SAX Level 2 (was 1998-04-20 Pre-Release...)
Ray Cromwell
ray at guiworks.com
Thu Apr 23 16:24:15 BST 1998
Hi, I've been a lurker on this list for awhile, but I thought
I'd add my two cents.
I identify with the need to keep SAX simple, but only because it helps
rapid adoption in the beginning in order to make it a defacto standard
(because it is easy for parser writers to implement). A huge interface
like JDBC would take an effort that many freeware authors wouldn't
embark on. So I think David has done Java/XML programmers a wonderful
service by organizing the effort.
However, I think there is a need for a ubiquitous, parser independent,
API that gives one complete control over their data structures, but
without any (or negligable) information loss. Larry Wall gave a
convincing presentation at XML98 as to how Perl will support XML which
made my mouth drool compared to the level of information I'm getting
now. In fact, I built my application around Lark instead of SAX because
I needed access to location offset information.
There are a whole class of applications that are impossible to write
with SAX, namely, authoring tools, or any tools that need two-way
manipulation. Another class of applications need access to DTD
information.
Right now, it seems only IBM's XML for Java supports access to the DTD,
however, it does not give location offset information. Thus, it's
looking more and more like parser features are going to diverge, which
means SAX has two possible future scenarios:
1) All SAX features are required to be implemented, ala OpenGL, etc.
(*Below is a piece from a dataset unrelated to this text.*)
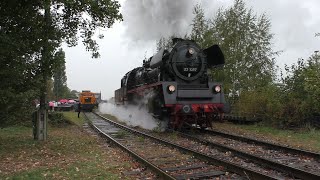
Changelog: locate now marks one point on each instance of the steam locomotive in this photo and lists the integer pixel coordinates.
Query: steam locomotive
(174, 84)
2) Some SAX features can be unimplemented, but an interface is available
to query whether the functionality exists (DirectX, JDBC, etc)
The first scenario makes it easier to write applications, but is a
disincentive to parser implementors. The second scenario makes it easier
for parser implementors to support, but introduces complicated choices
for the application programmer. (Query driver to see if feature X is
enabled, disable all application features dependent on X. Filter out
driver choices that don't support Y, etc)
My gut feeling is, I have to say, that scenario 1 is the best, for
several reasons.
First, there are always more application authors than parser
implementors. Most of the work should be shifted onto the area that will
provide the greatest benefit for the greatest number of people. For
instance, it is better to make the operating system or foundation class
do the work for a programmer, to free his time for other things.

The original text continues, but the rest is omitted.